Fifty years ago, on November 22, 1963, Montclair State junior Bud Meyers ’65 was sitting in an afternoon British Lit class when news that President John F. Kennedy had been assassinated in Dallas, Texas, swept the country. “The campus was stunned,” Meyers recalls. “Professor Young attempted to continue his lecture, but within about 20 minutes, we all quietly left the classroom.”
Because he was president of the Student Government Association, Meyers went to the SGA offices at Life Hall, where he began reaching out to his counterparts at other area colleges to see how they were addressing the tragedy. “President E. DeAlton Partridge called me and asked me to begin work on how we would respond. We kept in touch over the next few days until the campus memorial service.”
Meyers later met with President Partridge, who asked him to address those attending an hour-long campus convocation held in Memorial Hall on November 26.
President Partridge, a history professor Ernest Fincher, Meyers and a student who had travelled to Washington for the funeral all spoke to the packed hall. “I talked about Kennedy’s promise.

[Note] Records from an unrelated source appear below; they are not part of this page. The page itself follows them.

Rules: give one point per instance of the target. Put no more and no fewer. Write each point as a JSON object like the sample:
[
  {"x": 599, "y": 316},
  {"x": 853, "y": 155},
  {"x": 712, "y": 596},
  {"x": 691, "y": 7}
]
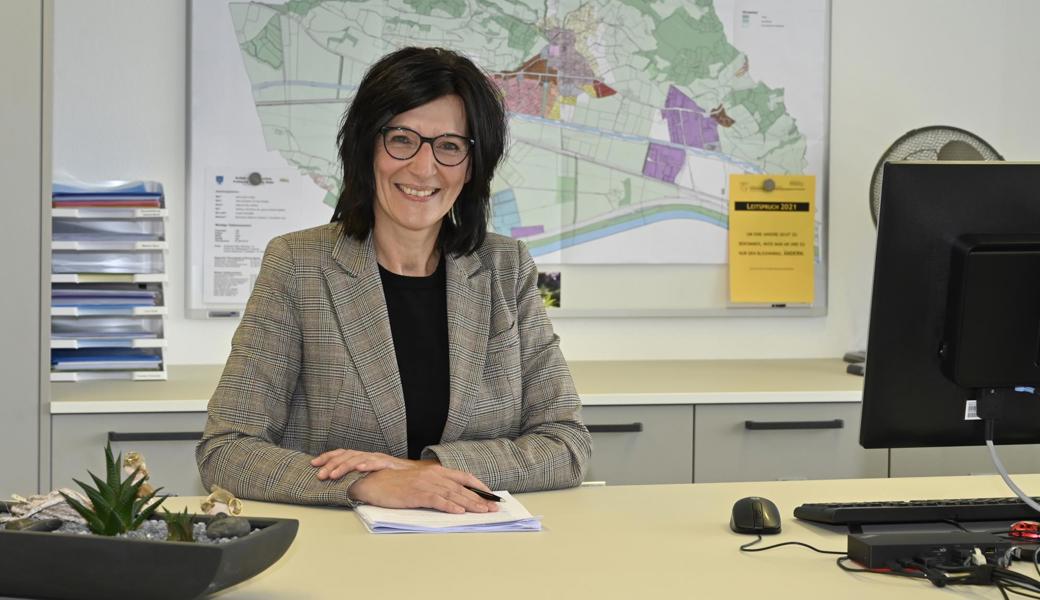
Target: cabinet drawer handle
[
  {"x": 834, "y": 424},
  {"x": 616, "y": 428},
  {"x": 155, "y": 437}
]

He was a symbol for positive change in the country,” Meyers says. “Clearly, the responsibility would fall to the generation in college at the time to carry on and fulfill his promise.”
Meyers, who majored in social studies and minored in English, also earned his PhD in Education from the University of Connecticut. In 1971, he landed his first job as a professor of education at the University of Vermont. He has been a visiting scholar at Stanford University, the University of Oulu in Finland and at Oxford University. Now a professor emeritus, he advises doctoral students. “We began a doctoral program in 1984. Since then, 43 students have completed dissertations with my advisement,” he notes.
He credits Montclair State with influencing his choice of career in higher education. “In the 1960s there was a strong social conscience at the University. We were one of the first campuses to integrate some of the rich diversity from the African American and Hispanic communities of North Jersey. Professor Fincher was perhaps the most inspiring and socially committed person I have ever met,” Meyers says. “Keith Atkinson, director of College High, enabled me to get my first fellowship to UCONN.”
As Deputy Commissioner on Education for Vermont from 2000 to 2004, Meyers directed the development of the New England Common Assessment Program. Since 2009, he has served as founding director of UVM’s James M. Jeffords Center for Policy Research, which conducts diverse interdisciplinary research that informs quality public policy decisions in such areas as education, health care, the environment and government.
The Kennedy assassination forever changed this country. When Meyers, who has enjoyed a distinguished career spanning both education and public policy, spoke about his generation taking responsibility for JFK’s legacy, he meant what he said. “There is no question that having had the SGA presidency and becoming very aware of poverty and inequality while I was at Montclair encouraged me to contribute wherever and whenever I could,” he says.